The day after the World Congress of School History Teachers (4-7 October 2021), EuroClio had the opportunity to visit Russkoe Slovo (“Russian Word”), an independent publishing house producing history textbooks for use in the Russian educational system.
Located in the central and historic Zamoskvorechye area, on the right bank of the River Moskva, Russkoe Slovo publishes educational and methodological literature for use in preschool all the way up to upper secondary school level, along with popular science and art publications for children and adolescents.
The EuroClio visitors, consisting of Secretariat staff Eugenie Khatschatrian, Catherine Savitsky, Andreas Holtberget and Steven Stegers, were met by Kirill Kochegarov, heading the publisher’s history department. Mr. Kochegarov shared his experience on the current state of history textbook production in Russia and the work of his team.
An emerging monopoly
Mr. Kochegarov explained how the number of publishing houses has been decreasing in recent years. Illustrative of this, Russkoe Slovo is now one of two larger companies still represented on the federally approved list of textbooks for Russian history classrooms. Schools only get the costs covered for textbooks that are on this list. Schools can use other resources, but these costs are not covered, which is problematic for commercial publishers. The other large company on the list, the formerly state-run Prosveshcheniye (“Enlightenment”), has come to gradually buy up smaller competitors, who ran into financial difficulties, leading to a virtual monopoly.
While Mr. Kochegarov was clear on the fact that his operation is free from direct censorship from the government, they do understand that certain topics might be too difficult and as a result adopt a “softer tone”. Remaining on the list of federally approved textbooks is clearly of immense importance to a commercial company like Russkoe Slovo. That this is not guaranteed, was illustrated by an example Mr. Kochegarov shared of a mathematics textbook, which was deemed as “not contributing to the formation of patriotism”, leading to its publisher temporarily losing its authorisation.
Russkoe Slovo presents the digital versions and features of their teaching resources.
The authorship of history textbooks is, as your EuroClio correspondent understands it, largely left to academics and professional historians. Teachers are on other hand drafted into the review process to provide didactic expertise and ensure that student exercises and inquiry questions work in practice and not only in theory. Once a textbook has been vetted, tested and approved by the Russian Ministry of Education and Enlightenment it can be included on the officially sanctioned list for schools to request.
Some of the more pedagogically innovative features may not necessarily reach all students, however: while the textbooks themselves are provided free of charge by the government, accompanying workbooks for students are not – with the cost effectively passed on to the individual school or the pupils’ parents.
Subdivisions and territorial changes of the Soviet Union. Russkoe Slovo produces its own maps, 3D animations and videos
The history team at Russkoe Slovo runs what seems to be a smooth operation producing textbooks whose quality EuroClio’s russophone staff members could attest to. With an in-house map-making facility and a team of former history teachers advising on methods and pedagogical approaches, the publishing house also impressed with its digital education offerings. Kirill Kochegarov’s team shared 3D models of the Moscow Kremlin, a video portrayal of an historic battle and online assessment tools – all available either through QR codes inside the textbooks or from an accompanying online space. These tools provide students and teachers with opportunities to actively engage with the historical content and explore key moments, personalities and perspectives.

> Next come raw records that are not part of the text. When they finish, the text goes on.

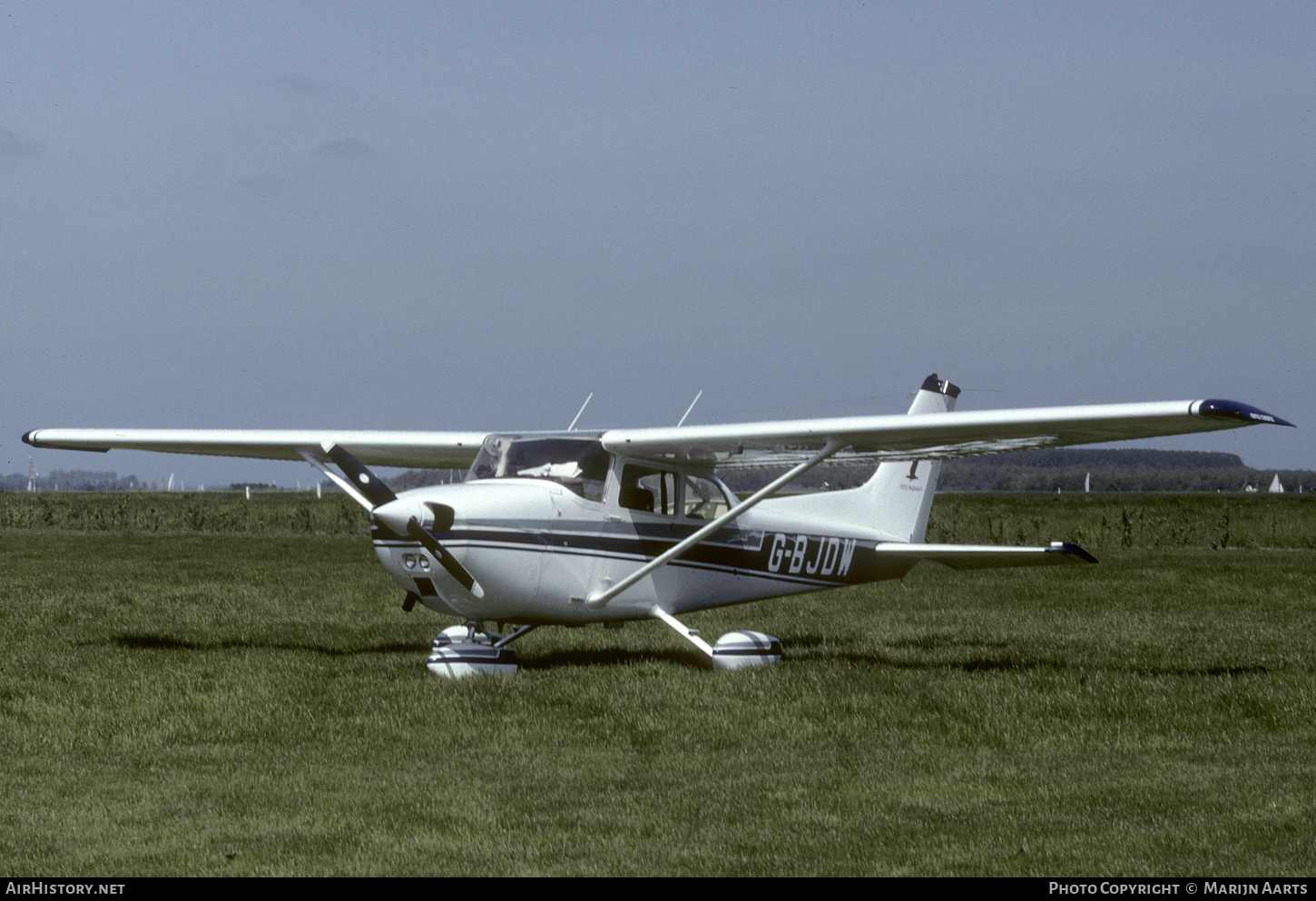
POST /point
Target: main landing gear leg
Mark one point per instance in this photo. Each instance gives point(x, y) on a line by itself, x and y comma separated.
point(733, 650)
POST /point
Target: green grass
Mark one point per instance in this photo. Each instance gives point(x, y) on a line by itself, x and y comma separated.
point(196, 702)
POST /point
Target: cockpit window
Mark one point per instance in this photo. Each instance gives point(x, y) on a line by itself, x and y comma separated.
point(576, 463)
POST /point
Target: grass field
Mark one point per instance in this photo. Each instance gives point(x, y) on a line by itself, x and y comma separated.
point(201, 700)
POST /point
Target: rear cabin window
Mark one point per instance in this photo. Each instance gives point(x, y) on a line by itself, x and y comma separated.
point(649, 489)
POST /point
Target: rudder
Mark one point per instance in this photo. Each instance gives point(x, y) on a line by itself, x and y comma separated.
point(900, 491)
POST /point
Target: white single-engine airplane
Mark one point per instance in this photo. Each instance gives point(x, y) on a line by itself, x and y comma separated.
point(574, 528)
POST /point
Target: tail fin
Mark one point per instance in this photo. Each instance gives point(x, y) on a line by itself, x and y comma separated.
point(899, 494)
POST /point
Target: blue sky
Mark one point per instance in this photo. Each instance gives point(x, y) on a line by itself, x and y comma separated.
point(466, 216)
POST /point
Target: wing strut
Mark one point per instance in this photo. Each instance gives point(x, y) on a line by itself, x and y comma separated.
point(598, 599)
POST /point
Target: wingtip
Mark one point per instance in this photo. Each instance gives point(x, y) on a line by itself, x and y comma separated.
point(1233, 409)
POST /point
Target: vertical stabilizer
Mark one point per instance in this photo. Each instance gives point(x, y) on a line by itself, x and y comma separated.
point(900, 492)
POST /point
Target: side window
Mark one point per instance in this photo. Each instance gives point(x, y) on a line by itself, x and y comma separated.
point(649, 489)
point(704, 499)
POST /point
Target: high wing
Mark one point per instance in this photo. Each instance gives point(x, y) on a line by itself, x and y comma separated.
point(861, 438)
point(424, 450)
point(932, 436)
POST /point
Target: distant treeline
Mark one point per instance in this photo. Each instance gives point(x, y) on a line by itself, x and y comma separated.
point(1095, 521)
point(1050, 470)
point(1065, 468)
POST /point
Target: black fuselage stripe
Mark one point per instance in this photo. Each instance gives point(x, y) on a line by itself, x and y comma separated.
point(717, 558)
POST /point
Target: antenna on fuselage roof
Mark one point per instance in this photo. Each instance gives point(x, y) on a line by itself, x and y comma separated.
point(690, 408)
point(572, 427)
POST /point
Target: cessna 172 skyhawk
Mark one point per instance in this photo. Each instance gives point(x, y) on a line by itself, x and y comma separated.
point(574, 528)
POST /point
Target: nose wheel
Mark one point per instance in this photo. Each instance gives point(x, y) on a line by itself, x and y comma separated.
point(471, 649)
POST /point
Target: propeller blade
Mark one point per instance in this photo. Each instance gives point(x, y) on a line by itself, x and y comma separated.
point(445, 559)
point(380, 495)
point(375, 491)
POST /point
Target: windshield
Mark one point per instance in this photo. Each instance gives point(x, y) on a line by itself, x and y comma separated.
point(578, 463)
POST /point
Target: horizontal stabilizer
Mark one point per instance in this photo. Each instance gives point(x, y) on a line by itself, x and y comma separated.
point(985, 556)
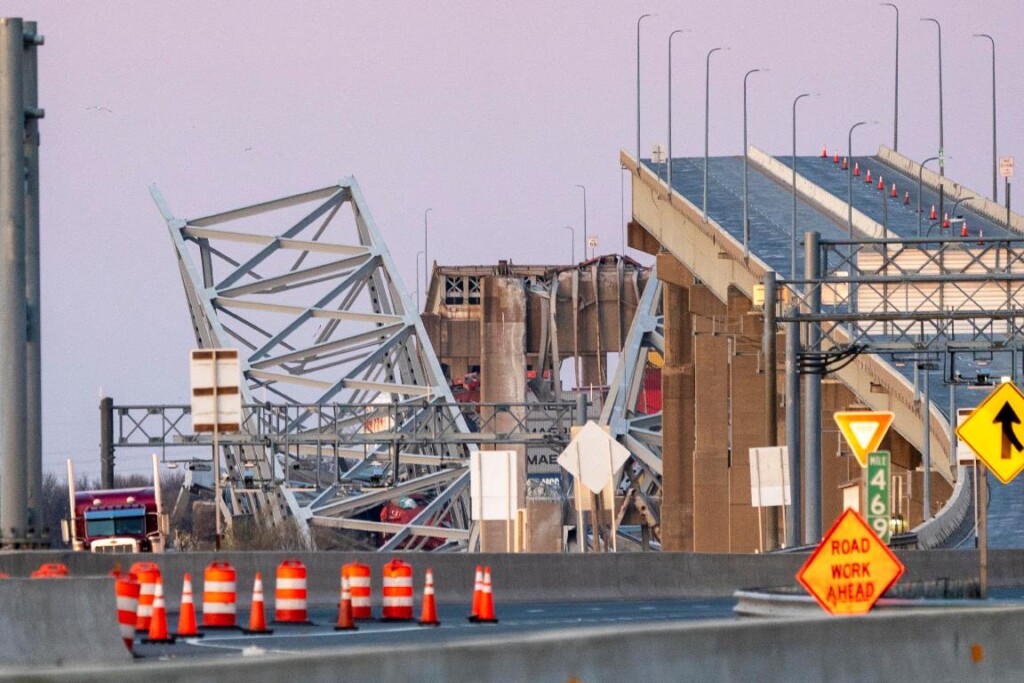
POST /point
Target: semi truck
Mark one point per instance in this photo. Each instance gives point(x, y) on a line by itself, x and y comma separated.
point(116, 520)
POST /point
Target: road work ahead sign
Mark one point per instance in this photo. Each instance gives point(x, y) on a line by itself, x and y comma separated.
point(993, 431)
point(851, 568)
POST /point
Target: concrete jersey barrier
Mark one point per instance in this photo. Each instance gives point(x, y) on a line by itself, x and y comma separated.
point(59, 622)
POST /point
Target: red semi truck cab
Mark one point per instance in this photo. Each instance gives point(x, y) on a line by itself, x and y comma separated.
point(118, 520)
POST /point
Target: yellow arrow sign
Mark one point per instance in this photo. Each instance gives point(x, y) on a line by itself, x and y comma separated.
point(863, 430)
point(994, 432)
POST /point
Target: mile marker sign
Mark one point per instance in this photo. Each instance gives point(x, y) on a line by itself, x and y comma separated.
point(863, 430)
point(851, 568)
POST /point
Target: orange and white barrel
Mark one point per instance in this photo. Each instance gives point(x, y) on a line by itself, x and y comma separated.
point(219, 595)
point(397, 603)
point(290, 597)
point(147, 572)
point(126, 589)
point(358, 586)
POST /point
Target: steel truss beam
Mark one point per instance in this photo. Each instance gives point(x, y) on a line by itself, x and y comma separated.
point(884, 296)
point(639, 432)
point(305, 288)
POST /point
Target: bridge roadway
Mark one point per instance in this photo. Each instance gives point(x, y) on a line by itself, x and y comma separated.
point(770, 212)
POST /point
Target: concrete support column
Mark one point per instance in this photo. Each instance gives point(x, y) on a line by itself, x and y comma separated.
point(678, 421)
point(503, 376)
point(13, 503)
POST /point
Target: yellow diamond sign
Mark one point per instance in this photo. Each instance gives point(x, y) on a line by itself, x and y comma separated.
point(851, 568)
point(994, 432)
point(863, 430)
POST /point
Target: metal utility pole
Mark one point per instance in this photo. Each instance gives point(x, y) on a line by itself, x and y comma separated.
point(995, 160)
point(942, 148)
point(33, 364)
point(896, 103)
point(13, 414)
point(812, 397)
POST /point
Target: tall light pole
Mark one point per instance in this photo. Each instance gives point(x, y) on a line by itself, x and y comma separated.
point(668, 173)
point(896, 103)
point(995, 161)
point(942, 151)
point(418, 309)
point(793, 245)
point(747, 220)
point(707, 114)
point(642, 17)
point(426, 267)
point(584, 220)
point(849, 176)
point(921, 172)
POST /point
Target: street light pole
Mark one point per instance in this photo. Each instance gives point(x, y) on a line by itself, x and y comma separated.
point(849, 175)
point(584, 220)
point(942, 152)
point(896, 104)
point(418, 255)
point(995, 160)
point(668, 172)
point(921, 171)
point(793, 246)
point(747, 220)
point(426, 268)
point(707, 114)
point(642, 17)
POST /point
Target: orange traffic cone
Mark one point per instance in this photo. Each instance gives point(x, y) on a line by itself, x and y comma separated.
point(477, 594)
point(257, 613)
point(158, 625)
point(428, 614)
point(486, 614)
point(345, 621)
point(186, 615)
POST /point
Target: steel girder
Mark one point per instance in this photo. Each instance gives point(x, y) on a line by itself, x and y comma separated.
point(306, 289)
point(639, 432)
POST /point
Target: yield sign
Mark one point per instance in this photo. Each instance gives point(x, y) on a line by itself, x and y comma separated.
point(851, 568)
point(993, 431)
point(593, 457)
point(863, 430)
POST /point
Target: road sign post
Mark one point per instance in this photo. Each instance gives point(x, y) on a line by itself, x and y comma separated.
point(851, 568)
point(878, 494)
point(863, 430)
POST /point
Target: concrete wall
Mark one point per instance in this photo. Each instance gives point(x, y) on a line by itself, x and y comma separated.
point(972, 644)
point(524, 578)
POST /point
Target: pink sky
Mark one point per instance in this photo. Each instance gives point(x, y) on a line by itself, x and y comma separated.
point(488, 113)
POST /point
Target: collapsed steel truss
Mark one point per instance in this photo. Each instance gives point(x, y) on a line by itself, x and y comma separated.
point(304, 286)
point(639, 432)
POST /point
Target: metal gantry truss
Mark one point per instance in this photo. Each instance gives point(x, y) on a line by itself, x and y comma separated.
point(911, 294)
point(306, 289)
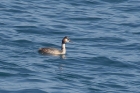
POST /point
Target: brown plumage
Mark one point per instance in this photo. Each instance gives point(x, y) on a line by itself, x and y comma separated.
point(55, 51)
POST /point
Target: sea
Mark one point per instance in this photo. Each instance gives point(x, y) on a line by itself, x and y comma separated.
point(102, 57)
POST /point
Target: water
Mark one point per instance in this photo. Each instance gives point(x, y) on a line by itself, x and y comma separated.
point(103, 56)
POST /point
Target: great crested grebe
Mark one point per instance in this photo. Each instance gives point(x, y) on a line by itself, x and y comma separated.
point(54, 51)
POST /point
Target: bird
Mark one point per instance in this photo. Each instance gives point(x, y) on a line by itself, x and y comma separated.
point(54, 51)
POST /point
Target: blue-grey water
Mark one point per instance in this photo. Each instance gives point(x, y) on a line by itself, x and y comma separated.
point(103, 57)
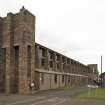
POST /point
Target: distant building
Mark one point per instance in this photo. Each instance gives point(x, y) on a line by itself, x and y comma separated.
point(102, 76)
point(24, 63)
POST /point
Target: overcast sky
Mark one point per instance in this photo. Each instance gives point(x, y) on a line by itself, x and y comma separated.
point(75, 28)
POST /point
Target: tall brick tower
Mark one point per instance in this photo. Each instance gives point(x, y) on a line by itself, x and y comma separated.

EuroClio’s team, enjoying a day off from the World Congress, was similarly invited to share snippets of its own digitisation efforts, including some of the latest Historiana features, and left Russkoe Slovo and Moscow with both inspiration and hopes for future collaboration with Russian colleagues.
EuroClio would like to thank Kirill Aleksandrovich and his team for the warm welcome we received at Russkoe Slovo Publishing House.